I don't want to argue on semantics. Currently you can't start a graphical session completely remotely using any protocol (RDP, VNC, no machine, whatever).
> GNOME Remote Desktop supports integrating with the GNOME Display Manager (GDM)
to achieve remote login functionality. This feature is only available via the
RDP protocol. It works by the remote user first authenticating via a system
wide password, which gives access to the graphical login screen, where they can
login using their user specific credentials.
And then it seems to describe a pure-cli config process that you could set up once over SSH and then be able to RDP to the box thereafter.
There are no headless sessions on Wayland. At all.

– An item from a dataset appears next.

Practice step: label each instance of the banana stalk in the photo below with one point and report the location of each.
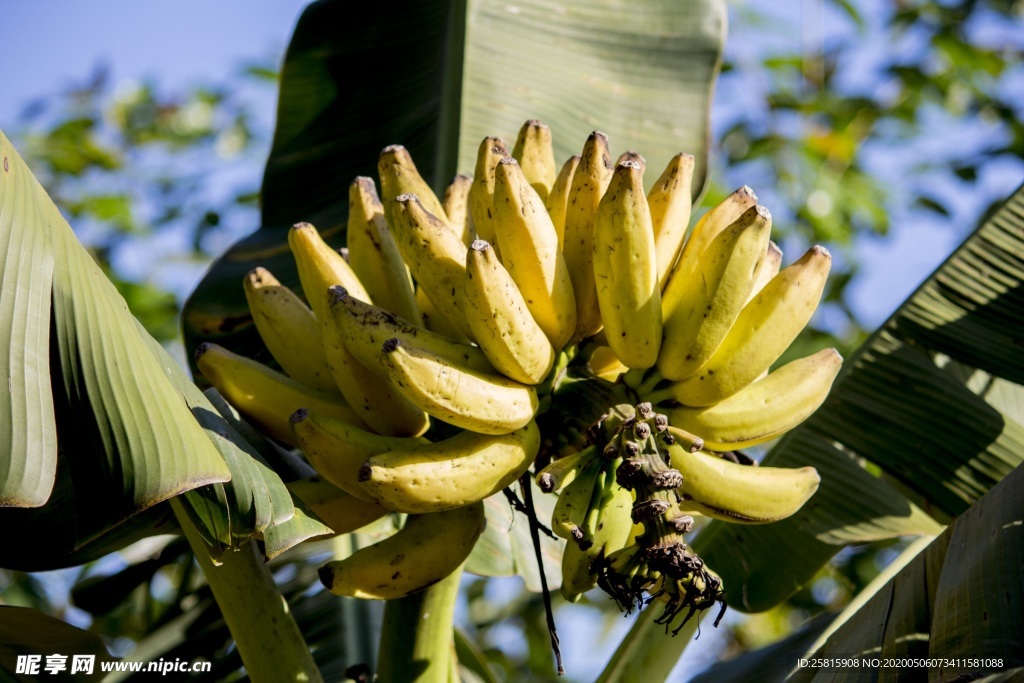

You want proper headless session, set up X11 distro and use xrdp - it's really easy. But on wayland "remote support" to something that is already displayed on screen is all you can get now.
What I want is to be able to start a session remotely after a reboot, and continue that same session when I get back home. And conversely start a session while at my desk at home and resume that same session remotely. Without any weird limitations.
In other words, how RDP works on Windows.
So you're saying that is still not possible I take it.